Lo que la arquitectura hace por la ciudad,
Mara Paris lo hace por el cuerpo.

La visión de Ayça Özbank para Mara Paris nace de una forma de pensar que cruza disciplinas. Formada como arquitecta, aporta un instinto para el espacio, la proporción, la materia y la emoción. Su trabajo es una búsqueda continua de la forma aplicada a objetos de diseño creados para el cuerpo.

Su recorrido por Estambul, Venecia, Milán y Helsinki sigue dando forma a esta visión. Cada ciudad deja una huella, una manera de mirar: la sensualidad del ornamento, la disciplina de la proporción, la contención del gesto, la inteligencia del uso. Juntas, estas influencias conforman un lenguaje propio de Mara Paris.

En los proyectos de arquitectura, la forma no aparece de la nada. Surge de todo lo que se ha reunido antes: recuerdos, necesidades, tensiones, realidades técnicas, gestos, materiales e intuiciones. Estas capas se convierten en la base desde la que puede aparecer la forma adecuada. Mara Paris sigue el mismo proceso. Cada pieza se construye por capas, que se añaden, se cuestionan y se refinan hasta alcanzar un punto de claridad, donde nada parece excesivo y nada parece faltar.

Esta búsqueda de la forma permanece en el centro de todo. Para Ayça, la forma nunca es solo apariencia. Debe contener algo más que belleza; debe llevar estructura, función y emoción. Debe provocar una respuesta: una tensión, una sensualidad, una sensación difícil de explicar pero que se entiende de inmediato.

La frontera entre arquitectura y escultura siempre me ha parecido increíblemente fina. Frank Gehry dijo una vez: «La arquitectura es, por definición, un objeto tridimensional; por lo tanto, escultura». Esa idea me acompaña y sigue dando forma a muchas de las piezas que diseño.

Durante más de diez años, Mara Paris ha construido un cuerpo de obra, más que una sucesión de temporadas. Cada colección amplía ese corpus, incorporando nuevas formas sin reemplazar las anteriores. A lo largo de las colecciones, la intención se ha mantenido constante: crear piezas de diseño perdurable, de uso duradero y con un deseo que no se desvanece.
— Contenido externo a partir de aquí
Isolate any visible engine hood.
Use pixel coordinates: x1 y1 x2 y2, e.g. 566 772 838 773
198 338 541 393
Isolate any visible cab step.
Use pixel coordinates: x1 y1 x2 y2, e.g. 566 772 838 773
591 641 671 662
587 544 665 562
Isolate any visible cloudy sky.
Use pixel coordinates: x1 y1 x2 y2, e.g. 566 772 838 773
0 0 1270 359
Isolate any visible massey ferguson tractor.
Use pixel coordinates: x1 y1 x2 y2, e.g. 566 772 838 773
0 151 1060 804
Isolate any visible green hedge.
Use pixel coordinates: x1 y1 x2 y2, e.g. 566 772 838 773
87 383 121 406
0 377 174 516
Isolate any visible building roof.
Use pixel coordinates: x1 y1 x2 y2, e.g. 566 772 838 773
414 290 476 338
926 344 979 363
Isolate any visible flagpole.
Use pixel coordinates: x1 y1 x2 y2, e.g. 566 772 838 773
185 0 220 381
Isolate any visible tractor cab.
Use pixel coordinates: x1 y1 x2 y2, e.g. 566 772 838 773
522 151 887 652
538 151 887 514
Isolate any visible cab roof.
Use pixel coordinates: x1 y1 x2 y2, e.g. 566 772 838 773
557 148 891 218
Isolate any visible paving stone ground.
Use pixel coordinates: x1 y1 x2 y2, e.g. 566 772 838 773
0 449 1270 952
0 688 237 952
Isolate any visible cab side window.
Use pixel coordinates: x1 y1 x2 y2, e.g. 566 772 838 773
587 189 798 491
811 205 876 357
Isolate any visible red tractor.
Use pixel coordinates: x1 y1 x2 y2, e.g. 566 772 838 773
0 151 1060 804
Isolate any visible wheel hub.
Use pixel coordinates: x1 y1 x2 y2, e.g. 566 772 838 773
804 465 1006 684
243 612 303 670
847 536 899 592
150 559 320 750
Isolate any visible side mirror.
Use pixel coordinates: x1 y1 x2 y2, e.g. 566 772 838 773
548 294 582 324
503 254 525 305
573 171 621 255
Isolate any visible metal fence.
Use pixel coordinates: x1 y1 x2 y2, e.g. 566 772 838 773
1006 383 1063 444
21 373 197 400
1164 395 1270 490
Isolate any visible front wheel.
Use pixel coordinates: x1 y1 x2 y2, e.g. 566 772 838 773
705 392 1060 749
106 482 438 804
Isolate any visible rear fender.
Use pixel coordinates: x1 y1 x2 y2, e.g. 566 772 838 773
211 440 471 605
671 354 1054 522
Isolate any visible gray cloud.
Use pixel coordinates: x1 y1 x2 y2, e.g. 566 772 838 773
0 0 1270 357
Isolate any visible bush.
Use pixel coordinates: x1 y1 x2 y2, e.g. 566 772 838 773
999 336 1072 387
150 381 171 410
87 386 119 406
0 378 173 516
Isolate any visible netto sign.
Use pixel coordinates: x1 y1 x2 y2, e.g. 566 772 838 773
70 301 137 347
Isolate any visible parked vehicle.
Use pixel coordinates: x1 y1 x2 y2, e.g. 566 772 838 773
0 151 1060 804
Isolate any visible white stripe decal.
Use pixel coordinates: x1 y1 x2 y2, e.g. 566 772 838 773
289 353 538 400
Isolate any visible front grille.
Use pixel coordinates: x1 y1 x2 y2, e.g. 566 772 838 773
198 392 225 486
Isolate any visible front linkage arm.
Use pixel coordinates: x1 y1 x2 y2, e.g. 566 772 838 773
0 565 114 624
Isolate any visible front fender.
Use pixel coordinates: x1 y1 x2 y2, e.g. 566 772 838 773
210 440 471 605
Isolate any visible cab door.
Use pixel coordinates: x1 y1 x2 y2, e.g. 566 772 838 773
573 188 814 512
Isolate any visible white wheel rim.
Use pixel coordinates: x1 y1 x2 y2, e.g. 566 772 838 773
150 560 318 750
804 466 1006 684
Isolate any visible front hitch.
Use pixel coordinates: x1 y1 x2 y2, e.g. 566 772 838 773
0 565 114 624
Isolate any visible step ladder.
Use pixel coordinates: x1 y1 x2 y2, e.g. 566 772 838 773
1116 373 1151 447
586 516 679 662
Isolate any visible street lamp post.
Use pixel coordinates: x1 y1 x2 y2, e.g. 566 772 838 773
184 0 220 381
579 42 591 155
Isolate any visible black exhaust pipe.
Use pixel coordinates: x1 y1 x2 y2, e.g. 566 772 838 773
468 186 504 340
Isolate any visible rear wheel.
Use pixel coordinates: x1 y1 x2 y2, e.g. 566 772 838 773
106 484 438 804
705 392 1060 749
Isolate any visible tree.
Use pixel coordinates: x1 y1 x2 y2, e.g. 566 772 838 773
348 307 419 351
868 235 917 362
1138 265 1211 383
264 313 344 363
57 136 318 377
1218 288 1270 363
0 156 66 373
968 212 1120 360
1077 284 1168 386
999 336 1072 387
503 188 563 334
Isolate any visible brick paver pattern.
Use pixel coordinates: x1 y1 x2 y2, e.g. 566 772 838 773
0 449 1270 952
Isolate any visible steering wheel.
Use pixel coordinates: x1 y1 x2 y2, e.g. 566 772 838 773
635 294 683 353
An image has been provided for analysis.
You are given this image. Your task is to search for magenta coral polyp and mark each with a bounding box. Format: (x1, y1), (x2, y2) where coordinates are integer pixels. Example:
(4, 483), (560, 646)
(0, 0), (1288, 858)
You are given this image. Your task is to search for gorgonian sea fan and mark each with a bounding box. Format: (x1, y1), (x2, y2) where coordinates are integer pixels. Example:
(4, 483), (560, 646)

Cada pieza se produce en series limitadas y regulares, en colaboración con talleres expertos en Francia, Portugal, España y Estambul. Según su complejidad, una joya puede pasar por entre ocho y once etapas artesanales antes de alcanzar su forma final. Es un proceso lento y meticuloso, arraigado en el savoir-faire europeo y en la herencia joyera francesa.

Trabajamos con talleres certificados por el RJC y producimos con más de un 60 % de metales reciclados, aplicando a la materia y al oficio la misma atención que dedicamos a la forma.

Nos enorgullece que las piezas de Mara Paris estén presentes entre clientes de más de 85 países y que hayan sido llevadas por Kendall Jenner, Christy Turlington, Lily Collins, Isabelle Huppert, Cynthia Nixon, Isabella Rossellini, Lady Gaga y muchas más.